Edward Alden is the Bernard L. Schwartz senior fellow at the Council on Foreign Relations (CFR), specializing in U.S. economic competitiveness. In addition, Mr. Alden is the director of the CFR Renewing America publication series and co-author of the recent CFR Working Paper Managing Illegal Immigration to the United States. The former Washington bureau chief of the Financial Times, his work focuses on immigration and visa policy, and on U.S. trade and international economic policy.
Mr. Alden was the project co-director of the 2011 Independent Task Force on U.S. Trade and Investment Policy, which was co-chaired by former White House chief of staff Andrew Card and former Senate majority leader Thomas Daschle. He was also the project director for the 2009 Independent Task Force on U.S. Immigration Policy.
Mr. Alden is the author of the book The Closing of the American Border: Terrorism, Immigration, and Security Since 9/11 (HarperCollins), which was named a 2009 finalist for the J. Anthony Lukas Book Prize for nonfiction writing. The judges called it "a masterful job of comprehensive reporting, fair-minded analysis, and structurally sound argumentation."

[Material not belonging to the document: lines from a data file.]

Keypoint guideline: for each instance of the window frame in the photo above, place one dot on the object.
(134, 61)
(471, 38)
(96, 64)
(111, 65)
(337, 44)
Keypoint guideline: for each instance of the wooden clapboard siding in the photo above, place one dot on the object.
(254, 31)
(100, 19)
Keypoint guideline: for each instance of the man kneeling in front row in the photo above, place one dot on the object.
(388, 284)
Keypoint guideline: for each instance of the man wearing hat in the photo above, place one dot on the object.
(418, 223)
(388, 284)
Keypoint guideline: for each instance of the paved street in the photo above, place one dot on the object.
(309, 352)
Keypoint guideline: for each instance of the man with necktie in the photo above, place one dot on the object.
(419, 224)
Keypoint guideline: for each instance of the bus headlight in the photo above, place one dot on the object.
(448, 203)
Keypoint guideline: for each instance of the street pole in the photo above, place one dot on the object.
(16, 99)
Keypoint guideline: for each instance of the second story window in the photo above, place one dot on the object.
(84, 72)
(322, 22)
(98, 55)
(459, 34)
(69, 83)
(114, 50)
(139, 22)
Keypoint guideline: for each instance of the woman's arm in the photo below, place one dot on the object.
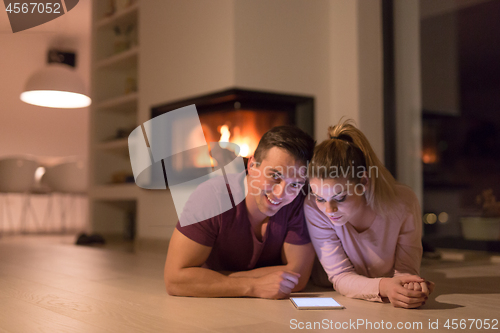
(341, 271)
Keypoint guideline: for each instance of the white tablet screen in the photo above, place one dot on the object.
(315, 302)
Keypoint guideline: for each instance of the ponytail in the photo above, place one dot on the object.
(347, 147)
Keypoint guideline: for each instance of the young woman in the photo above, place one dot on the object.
(365, 227)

Mr. Alden was previously the Canadian bureau chief for the Financial Times based in Toronto, and before that was a reporter at the Vancouver Sun specializing in labor and employment issues. He also was the managing editor of the newsletter Inside U.S. Trade, widely recognized as the leading source of reporting on U.S. trade policies. He has won several national and international awards for his reporting. Mr. Alden has done numerous TV and radio appearances as an analyst on political and economic issues, includingNewsHour with Jim Lehrer, McLaughlin Group, NPR, the BBC, CNN, and MSNBC. His work has also appeared in Foreign Policy, Foreign Affairs, the Japan Times, the San Jose Mercury News, and the Toronto Globe and Mail. He is the coauthor, with Franz Schurmann, of Democratic Politics and World Order, a monograph published by Berkeley's Institute of International Studies in 1990.
Mr. Alden holds a master's degree in international relations from the University of California, Berkeley, and pursued doctoral studies before returning to a journalism career. He also has a bachelor's degree in political science from the University of British Columbia. He was the winner of numerous academic awards, including a Mellon fellowship in the humanities and a MacArthur Foundation graduate fellowship.